We all agree that someday, we shall pass away! Death is, therefore, inevitable. There is also another certainty that we do not have the luxury of being informed when any of us reached this final point. Thus, the best part of life is lived when we live each day like it is the last day. Today is the best day to bequeath or endow. Children come with a great deal of exaction on finances on couples’ earnings. Insurance savings through savings endowment policies have proven to be the most affordable means of saving up for children’s tuition, books and other essentials when they grow into school age.
For instance, when a child is born today, an educational endowment could be taken in the named child after the year’s birthday. Based on the earnings capacity of the parents and the category of education desired by parents for the child, a 10-year plan targeting the final years of college and all through university could be purchased. It may also excite some parents to buy insurance for the formative years of the child and pay from primary school and through other levels of education.
Notwithstanding the economic difficulties, endowments can serve other purposes – which essentially solves the problems the policyholder intended despite his absence due to death. Often the major challenge that prevents many people from embracing endowments is the tie to death benefits whereas most forget a significant proportion of those who buy endowments cash out while still alive and enjoy the benefits with the named beneficiaries.
Rebecca Lake writing in Forbes Advisor states, “Endowment life insurance is designed to offer a payout to the policy’s beneficiaries when the insured person passes away or to the insured person at the end of a set period. An endowment life insurance policy can act as a savings and investment vehicle.”
Right fit for individual needs
The Nigerian economic environment is peculiar as well as daunting. Education takes a large slice of the typical family income. Both children and parents are constantly demanding a portion of their earnings for education. For parents, it is a continuous quest for knowledge, self-improvement and career enhancement. Therefore, parents can start an endowment for their children after their first anniversary. However, depending on an individual’s financial situation and needs, term life insurance or a permanent policy might be more appropriate.

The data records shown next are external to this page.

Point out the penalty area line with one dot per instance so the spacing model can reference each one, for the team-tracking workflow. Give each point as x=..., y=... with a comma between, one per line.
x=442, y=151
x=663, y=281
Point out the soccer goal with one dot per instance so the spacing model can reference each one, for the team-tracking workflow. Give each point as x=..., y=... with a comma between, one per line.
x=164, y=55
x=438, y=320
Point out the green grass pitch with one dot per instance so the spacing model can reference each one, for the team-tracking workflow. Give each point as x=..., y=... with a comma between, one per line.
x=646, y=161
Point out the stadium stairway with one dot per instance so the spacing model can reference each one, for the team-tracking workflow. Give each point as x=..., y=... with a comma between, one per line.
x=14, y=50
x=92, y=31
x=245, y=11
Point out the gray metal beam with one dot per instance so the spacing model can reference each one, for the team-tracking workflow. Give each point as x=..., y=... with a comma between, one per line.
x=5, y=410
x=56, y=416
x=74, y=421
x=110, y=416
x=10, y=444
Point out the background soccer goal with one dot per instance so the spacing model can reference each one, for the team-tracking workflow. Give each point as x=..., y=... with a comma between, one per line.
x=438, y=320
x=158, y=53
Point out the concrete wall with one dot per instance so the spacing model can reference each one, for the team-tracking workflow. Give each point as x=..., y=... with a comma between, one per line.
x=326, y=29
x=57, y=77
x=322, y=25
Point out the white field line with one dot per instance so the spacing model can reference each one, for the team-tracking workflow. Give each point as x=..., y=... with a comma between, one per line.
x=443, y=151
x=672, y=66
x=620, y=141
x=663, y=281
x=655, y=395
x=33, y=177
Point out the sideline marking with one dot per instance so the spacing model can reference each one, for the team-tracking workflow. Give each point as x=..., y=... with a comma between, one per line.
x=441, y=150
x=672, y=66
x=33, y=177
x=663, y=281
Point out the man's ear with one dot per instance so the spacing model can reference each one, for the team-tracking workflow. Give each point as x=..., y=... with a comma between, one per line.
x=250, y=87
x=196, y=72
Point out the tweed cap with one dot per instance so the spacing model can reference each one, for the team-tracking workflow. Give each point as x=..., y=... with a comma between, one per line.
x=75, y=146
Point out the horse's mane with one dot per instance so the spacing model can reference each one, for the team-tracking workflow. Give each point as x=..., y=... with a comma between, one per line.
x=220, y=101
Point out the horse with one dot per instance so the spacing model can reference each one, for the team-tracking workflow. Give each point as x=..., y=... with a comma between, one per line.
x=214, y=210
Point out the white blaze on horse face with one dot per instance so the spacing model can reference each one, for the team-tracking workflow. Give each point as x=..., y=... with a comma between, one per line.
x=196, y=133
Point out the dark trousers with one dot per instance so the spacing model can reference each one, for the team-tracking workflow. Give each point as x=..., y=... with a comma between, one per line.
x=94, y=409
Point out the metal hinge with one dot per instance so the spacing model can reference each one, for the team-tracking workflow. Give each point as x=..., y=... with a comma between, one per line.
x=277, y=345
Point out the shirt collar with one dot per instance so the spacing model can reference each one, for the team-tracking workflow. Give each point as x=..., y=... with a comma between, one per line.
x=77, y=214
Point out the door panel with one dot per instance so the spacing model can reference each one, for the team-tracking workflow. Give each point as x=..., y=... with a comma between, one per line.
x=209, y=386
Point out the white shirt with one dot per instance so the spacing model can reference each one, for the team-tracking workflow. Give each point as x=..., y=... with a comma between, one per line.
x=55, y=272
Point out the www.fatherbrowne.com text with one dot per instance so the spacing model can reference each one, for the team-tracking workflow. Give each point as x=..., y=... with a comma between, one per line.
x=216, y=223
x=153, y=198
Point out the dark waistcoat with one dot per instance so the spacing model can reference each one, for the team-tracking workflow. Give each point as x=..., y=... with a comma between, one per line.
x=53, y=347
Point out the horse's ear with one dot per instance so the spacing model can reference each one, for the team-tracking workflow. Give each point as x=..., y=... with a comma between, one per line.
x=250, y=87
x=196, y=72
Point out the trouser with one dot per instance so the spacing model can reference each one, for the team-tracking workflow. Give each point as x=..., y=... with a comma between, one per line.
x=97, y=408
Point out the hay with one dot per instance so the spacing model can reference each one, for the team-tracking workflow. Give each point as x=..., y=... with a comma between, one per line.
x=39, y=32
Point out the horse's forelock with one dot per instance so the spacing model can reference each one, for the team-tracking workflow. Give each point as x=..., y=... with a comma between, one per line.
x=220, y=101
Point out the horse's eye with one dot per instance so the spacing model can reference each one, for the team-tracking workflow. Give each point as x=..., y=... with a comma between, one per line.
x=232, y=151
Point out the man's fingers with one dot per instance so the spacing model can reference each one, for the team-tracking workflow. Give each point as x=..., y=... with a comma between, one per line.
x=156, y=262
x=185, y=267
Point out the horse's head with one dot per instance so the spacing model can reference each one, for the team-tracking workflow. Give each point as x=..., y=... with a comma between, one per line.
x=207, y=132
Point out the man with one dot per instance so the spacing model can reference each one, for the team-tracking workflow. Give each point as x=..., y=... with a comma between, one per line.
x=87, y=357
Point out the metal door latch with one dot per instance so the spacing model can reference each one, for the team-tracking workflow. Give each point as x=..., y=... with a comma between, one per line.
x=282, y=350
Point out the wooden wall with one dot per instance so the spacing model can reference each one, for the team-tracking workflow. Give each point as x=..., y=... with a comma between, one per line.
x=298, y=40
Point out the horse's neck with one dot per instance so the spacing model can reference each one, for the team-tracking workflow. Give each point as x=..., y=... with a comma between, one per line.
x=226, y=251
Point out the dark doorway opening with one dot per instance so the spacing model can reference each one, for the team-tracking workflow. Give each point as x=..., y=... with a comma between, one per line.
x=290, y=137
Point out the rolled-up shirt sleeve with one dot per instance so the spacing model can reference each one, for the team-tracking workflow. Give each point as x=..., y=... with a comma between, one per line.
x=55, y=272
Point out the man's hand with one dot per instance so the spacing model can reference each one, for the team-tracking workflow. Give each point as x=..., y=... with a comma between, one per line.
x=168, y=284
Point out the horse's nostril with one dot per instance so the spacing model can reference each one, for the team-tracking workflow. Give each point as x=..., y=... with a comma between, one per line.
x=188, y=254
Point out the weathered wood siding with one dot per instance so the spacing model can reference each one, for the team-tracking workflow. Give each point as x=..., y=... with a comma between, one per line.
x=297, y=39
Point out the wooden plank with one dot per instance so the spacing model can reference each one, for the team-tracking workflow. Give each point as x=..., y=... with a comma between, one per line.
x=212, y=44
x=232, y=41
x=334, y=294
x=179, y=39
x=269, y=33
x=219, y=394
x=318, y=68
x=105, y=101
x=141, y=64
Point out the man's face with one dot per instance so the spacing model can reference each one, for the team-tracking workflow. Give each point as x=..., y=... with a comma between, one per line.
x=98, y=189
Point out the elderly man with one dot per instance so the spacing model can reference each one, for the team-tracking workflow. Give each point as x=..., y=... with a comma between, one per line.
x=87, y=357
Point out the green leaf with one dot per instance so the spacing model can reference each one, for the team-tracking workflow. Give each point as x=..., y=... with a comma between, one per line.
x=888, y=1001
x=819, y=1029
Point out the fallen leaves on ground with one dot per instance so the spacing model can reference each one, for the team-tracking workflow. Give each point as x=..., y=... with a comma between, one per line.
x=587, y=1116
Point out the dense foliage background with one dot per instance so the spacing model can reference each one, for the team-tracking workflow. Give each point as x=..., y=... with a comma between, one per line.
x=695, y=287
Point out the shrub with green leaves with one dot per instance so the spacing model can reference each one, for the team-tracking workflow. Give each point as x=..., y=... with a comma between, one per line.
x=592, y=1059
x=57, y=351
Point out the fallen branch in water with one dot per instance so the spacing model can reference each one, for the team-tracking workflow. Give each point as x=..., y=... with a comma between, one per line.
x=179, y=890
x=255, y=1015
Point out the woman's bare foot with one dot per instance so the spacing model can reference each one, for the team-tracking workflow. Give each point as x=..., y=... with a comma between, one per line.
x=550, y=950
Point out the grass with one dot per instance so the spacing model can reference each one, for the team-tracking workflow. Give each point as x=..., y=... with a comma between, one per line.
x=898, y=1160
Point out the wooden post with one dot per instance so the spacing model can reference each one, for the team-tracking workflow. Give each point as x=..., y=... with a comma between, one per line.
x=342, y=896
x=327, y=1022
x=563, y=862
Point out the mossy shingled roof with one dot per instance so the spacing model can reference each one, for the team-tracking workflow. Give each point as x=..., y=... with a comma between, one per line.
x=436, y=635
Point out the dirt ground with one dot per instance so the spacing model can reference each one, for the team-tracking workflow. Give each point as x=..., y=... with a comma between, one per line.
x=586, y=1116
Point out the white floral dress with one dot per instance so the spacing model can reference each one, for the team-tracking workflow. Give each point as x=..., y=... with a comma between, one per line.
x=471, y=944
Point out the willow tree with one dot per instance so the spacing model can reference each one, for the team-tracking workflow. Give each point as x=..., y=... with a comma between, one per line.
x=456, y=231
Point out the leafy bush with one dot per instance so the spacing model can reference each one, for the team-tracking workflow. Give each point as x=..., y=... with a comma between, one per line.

The act of gifting itself is an expression of the love we share with others, particularly our family. It is also a demonstration of the care and responsibility we owe to the ones concerned. Insurance simply serves as the best tool to do this. Ideally, this kind of planning frees funds when you want to invest in self-improvement in future because children’s education, family health and a few others have been taken care of.
Without exception, all Nigerians are confronted with, at least, one material challenge or the other that requires fixing. But the cycle of everyday living has rendered many people incapable of seeking alternatives to solving these problems except to plunge headlong into the vicious cycle. As schools reopen, the rat race for school fees begins again for most families with the additional burden of the high cost of living. To ask any parent at this time to take out education policy for children will be a tough call. Yet this remains the only viable planning tool in a despondent economy.
Endowments allow the policyholder to cash out at maturity. This type of life insurance functions on multiple benefit levels – funding death benefits, cash out at maturity to the insured, payout to named beneficiaries, and accumulating savings. Depending on the age of the policyholder at inception, the premiums tend to be higher for shorter terms (like 5 years) and less if the term is more prolonged (like 20 years or more).
Due to low returns on investment and unstable macroeconomic variables, it may be advisable to take five years of saving plans at a time and roll over for another term if desired. Yesterday belongs to the past, today remains the best day to start. If your child is 5 years, you will be in the position to congratulate yourself if you start putting together an educational endowment together so that in the next 10 years, funding university education will be less challenging for this particular child.
Aside from endowments which may be accessed by the policyholder at maturity or the end of the savings period, bequeathals can be tied to organisations where one wishes to save up money and donate large sums either for charity, a cause or r the family after the policyholder passes away. Many people feel obliged to their communities, religious groups, family groups or indeed to individuals and families. These affiliations to a cause or love for a society where one belongs may form the basis of leaving a legacy. In the long term, this type of insurance helps the policyholder accumulate enough funds to execute his wishes.
The Right Time
Oftentimes, we do hope that our plans kick start at the right time. Despite the parlous state of the economy and most individuals’ finances, the right time is now. Begin with the family unit – think of education, family life after the breadwinner is gone. Think of the sustainability of children’s education, of their access to good health and other necessities when the provider is no longer there. Now is the right time!